Saturday, November 12, 2005

MGIS: Clint Hocking's "Next: The Game Designers Generation"

[A week ago I attended the Montreal Game Summit. I'm only getting around now to posting some notes from the sessions, and will do the posts, one-per]

Clint Hocking’s “Next… The Game Designer’s Generation”. Was this a presentation, or was this performance art? Without a doubt my favorite session of the conference. Clint gave a first rate scripted performance set to slides, very much in the “beyond bullet points” style (BTW, while I don’t have a recording of this presentation, a similarly styled presentation about another subject altogether is Dick Hardt’s Identity 2.0 Presentation which you can see here.
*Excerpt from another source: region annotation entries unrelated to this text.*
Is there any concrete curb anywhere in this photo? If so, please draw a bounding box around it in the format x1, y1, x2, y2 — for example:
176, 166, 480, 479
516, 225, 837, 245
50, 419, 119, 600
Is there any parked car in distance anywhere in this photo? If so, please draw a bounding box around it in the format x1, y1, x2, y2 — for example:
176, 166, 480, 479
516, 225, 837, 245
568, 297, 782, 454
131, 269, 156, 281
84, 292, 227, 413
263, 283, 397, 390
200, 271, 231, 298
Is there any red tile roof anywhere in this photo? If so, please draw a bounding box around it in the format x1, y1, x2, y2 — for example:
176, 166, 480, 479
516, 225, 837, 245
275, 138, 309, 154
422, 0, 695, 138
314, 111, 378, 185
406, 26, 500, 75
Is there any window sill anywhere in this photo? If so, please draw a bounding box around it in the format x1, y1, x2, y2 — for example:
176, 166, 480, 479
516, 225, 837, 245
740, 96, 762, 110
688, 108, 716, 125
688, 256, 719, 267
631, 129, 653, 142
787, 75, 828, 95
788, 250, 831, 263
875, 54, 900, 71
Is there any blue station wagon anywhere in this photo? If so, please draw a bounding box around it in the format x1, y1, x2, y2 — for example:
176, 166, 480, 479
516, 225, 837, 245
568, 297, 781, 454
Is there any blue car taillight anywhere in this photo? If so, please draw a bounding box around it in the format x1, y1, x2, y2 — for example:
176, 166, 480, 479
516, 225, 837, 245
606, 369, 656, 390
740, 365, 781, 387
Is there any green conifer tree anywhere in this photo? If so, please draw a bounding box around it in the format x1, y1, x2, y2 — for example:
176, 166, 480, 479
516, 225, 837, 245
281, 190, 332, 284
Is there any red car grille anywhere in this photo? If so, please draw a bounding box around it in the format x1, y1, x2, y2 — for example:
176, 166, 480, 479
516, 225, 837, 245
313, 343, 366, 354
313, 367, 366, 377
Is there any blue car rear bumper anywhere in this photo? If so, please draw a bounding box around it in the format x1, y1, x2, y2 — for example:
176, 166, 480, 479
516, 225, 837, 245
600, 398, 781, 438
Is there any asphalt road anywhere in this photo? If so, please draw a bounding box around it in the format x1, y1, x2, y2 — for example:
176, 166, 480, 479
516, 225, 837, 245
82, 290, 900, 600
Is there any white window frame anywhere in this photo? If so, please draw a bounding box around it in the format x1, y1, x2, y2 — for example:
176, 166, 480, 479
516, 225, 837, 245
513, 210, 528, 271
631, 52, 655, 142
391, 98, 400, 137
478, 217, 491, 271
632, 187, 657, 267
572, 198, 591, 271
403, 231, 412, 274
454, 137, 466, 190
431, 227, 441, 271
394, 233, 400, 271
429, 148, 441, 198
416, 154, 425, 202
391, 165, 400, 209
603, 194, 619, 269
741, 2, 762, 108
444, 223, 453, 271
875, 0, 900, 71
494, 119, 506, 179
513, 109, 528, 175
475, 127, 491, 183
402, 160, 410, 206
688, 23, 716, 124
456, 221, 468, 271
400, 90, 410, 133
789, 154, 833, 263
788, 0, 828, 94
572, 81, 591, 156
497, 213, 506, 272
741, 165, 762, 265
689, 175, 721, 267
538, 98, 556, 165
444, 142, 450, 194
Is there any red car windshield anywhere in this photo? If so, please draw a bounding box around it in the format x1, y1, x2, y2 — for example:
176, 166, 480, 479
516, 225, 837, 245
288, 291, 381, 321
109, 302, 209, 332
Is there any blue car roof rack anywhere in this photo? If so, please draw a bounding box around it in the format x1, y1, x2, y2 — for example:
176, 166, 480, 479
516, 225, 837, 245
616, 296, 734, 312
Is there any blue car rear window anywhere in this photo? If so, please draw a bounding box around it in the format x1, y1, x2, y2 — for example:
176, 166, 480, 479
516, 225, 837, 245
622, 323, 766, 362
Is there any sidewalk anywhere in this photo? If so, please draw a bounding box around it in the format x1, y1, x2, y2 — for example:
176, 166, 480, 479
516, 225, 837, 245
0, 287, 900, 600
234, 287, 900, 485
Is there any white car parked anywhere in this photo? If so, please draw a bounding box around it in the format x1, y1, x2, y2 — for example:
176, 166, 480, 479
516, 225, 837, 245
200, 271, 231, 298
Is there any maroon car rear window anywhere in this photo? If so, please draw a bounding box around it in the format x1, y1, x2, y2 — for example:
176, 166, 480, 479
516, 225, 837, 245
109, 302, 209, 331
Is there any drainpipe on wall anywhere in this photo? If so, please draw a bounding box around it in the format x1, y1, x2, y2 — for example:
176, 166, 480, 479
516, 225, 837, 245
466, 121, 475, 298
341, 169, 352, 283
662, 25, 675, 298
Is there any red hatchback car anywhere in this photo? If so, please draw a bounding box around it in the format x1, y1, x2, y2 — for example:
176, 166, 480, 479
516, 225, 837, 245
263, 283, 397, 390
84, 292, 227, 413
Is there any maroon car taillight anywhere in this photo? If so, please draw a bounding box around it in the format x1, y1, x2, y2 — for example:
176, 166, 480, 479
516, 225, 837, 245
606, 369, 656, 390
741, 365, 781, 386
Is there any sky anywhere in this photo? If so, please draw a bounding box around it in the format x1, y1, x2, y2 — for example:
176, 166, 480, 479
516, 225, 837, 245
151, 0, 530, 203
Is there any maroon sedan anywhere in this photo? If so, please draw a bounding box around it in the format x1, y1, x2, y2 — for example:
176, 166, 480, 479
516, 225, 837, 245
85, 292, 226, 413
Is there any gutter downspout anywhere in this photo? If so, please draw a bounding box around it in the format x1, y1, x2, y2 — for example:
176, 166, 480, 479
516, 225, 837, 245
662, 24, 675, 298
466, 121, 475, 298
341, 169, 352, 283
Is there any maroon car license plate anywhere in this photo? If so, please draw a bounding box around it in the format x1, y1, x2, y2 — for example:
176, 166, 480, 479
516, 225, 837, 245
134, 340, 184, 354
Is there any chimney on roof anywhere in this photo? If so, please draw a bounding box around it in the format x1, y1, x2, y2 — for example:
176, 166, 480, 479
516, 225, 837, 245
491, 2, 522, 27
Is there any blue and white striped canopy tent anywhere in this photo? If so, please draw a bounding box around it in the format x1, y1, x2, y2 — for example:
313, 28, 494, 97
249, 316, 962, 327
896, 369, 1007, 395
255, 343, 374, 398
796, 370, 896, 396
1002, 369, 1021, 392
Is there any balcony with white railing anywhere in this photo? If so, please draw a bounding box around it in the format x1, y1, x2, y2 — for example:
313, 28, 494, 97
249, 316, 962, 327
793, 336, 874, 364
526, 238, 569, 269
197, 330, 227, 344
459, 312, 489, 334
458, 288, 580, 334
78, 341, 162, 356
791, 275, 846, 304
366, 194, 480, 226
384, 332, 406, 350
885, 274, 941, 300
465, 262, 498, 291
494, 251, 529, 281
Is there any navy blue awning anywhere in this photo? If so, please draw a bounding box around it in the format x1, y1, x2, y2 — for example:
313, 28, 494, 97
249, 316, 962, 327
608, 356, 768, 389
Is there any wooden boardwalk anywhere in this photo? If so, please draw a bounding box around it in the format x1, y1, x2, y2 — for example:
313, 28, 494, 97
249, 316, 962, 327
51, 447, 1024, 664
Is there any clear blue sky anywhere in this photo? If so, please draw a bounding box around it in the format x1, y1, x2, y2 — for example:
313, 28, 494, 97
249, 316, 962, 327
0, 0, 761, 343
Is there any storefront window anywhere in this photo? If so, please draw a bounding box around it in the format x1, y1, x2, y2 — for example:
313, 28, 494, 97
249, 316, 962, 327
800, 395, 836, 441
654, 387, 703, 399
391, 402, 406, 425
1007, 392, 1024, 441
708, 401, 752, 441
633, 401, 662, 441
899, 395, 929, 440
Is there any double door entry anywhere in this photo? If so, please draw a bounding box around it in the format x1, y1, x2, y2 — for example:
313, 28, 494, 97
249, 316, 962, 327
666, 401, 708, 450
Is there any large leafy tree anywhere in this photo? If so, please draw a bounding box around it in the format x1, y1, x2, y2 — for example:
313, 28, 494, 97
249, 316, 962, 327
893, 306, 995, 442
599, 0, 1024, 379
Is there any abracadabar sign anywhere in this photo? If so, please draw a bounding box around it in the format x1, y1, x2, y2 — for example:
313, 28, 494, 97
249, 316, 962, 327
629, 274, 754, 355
A must view for all PPT-fu wannabes). In his presentation, Clint talked about Hollywood vs games, military history from the Hippolytes through to current day, game design and player freedom, evolution of the industry, ludology & game academics, weather phenomena, the Apollo program, JFK, and… well it really went over quite a bit, but all of it was used to make some good points:
o Games have grown up and become a viable medium in which artists can express themselves and consumers can choose to spend their money and time. Because of this, we very much compete with movies.
o The industry’s response has been to become more like movies.
o The movie industry is better at being movies than we are. They are also bigger. They will crush us like a grape.
o We can learn from military history and many examples of how smaller forces won through being more nimble and using new technology & tactics to gain the advantage.
o Interactivity and player agency are our advantage. We must use them to be nimble. This means giving player CHOICE.
o Games are evolving in some cases to give players LESS choice (guide them through a story), not more.
o The imperative for designers to SURRENDER AUTHORSHIP AND CONTROL! The more you put it in the hands of players, the more we let consumers do what Hollywood never can never let them do.
o Artists and Programmers have gotten us to where we are today. It is the game designers turn to take the lead role in the next battle in the war against Hollywood over the next decade.
o There was some good ludology background on different “strata” on the spectrum between authored experience and player agency, and Clint put many games up against this litmus strip to illustrate examples.

1 comment:

KimPallister said...

I think the point was that his presentation was delivered by HIM more than it was by Keynote or PPT.